The plan comes together for "A Simple Man"

For Steve Treviño’s “Simple Man” special on Netflix, everything came together from the very beginning.

Filmed on location at the Tobin Center for the Performing Arts in San Antonio, Texas Crew location sound man John McKallip made sure to cover the entire venue with a variety of microphones and placements that were designed with the 5.1 delivery format in mind.

John had an MS microphone in the center of the stage, two crowd microphones on either edge of the stage, and a balcony microphone at the rear. These placements provided beautiful coverage of the entire venue.

John also had an excellent sense of gain staging and used his taste and aesthetics to set the balances in a very realistic way at the baseline recording level.

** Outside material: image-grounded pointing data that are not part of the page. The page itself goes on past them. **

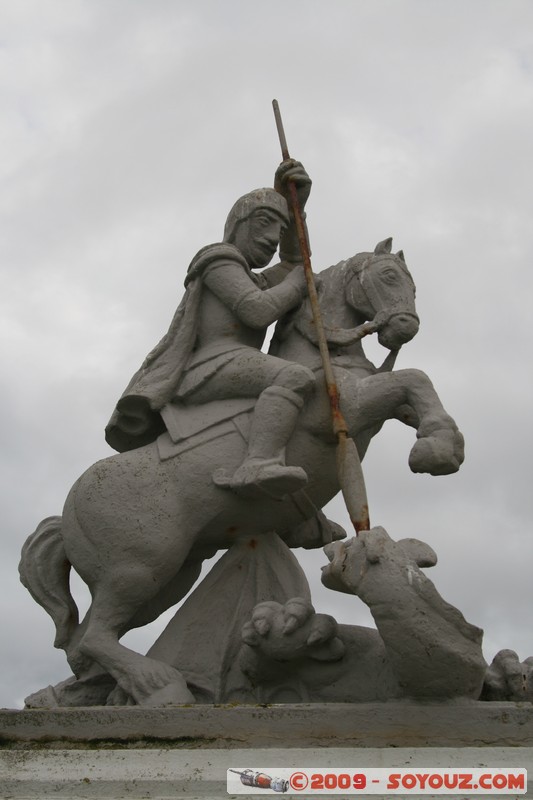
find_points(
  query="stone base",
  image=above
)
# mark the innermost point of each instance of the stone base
(185, 751)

From there, the process moved to editor Rick Cikowski. In addition to finding and placing all of the best takes, beats, and angles, Rick shepherded all of the source audio tracks through the entire process intact. This is an incredibly important step because even though Rick wasn’t using all of the crowd iso tracks for the edit reviews, he had them in his sequence and available for export once the edit was approved and ready for mixing.

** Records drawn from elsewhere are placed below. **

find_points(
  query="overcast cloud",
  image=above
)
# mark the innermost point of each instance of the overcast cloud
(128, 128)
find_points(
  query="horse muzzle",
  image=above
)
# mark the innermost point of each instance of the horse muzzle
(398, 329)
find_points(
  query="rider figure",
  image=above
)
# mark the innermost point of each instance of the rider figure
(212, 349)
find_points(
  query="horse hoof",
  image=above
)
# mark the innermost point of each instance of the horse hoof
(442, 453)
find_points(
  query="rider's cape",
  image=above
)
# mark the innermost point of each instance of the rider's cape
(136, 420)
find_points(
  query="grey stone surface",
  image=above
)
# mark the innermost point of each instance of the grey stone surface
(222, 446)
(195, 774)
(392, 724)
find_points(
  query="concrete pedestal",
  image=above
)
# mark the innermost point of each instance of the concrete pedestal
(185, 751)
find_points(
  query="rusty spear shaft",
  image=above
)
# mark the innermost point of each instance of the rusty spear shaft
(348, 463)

John’s meticulous metadata moved into Rick’s sequence in the form of long track names that spelled out both mic choice and placement for every track. This was invaluable on the mixing stage as no other documentation was required to figure out which tracks needed to go where in the panners.

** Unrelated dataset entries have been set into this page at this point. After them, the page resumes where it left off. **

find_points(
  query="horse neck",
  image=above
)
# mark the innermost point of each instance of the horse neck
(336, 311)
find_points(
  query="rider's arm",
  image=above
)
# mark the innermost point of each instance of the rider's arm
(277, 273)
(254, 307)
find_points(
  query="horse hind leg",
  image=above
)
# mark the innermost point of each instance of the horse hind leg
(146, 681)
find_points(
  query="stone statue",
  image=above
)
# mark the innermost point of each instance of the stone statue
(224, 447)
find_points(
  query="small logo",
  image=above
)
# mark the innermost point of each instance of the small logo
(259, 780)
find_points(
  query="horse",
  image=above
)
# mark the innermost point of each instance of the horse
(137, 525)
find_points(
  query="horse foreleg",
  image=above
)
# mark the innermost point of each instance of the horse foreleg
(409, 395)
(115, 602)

On the stage, mixer Roy Machado directed his efforts towards carefully time-aligning all of the audio sources to create one big, clean, coherent source.

The main handheld microphone actually came in 4 frames out of sync due to some Dante routing at the venue. Once that was fixed, each stage and crowd microphone was manually time-aligned to the handheld.  The time alignment created a natural room reverb where every crowd reaction naturally flowed in and out as it happened.

Once all of the tracks were aligned and balanced, the 5.1 mix came quickly and with very little processing. 

From the theater through the edit to the mixing stage, every step was done with care, and the end result really feels like being there.

Upon its release, “Simple Man” shot up the Netflix rankings, peaking at number 2 nationally.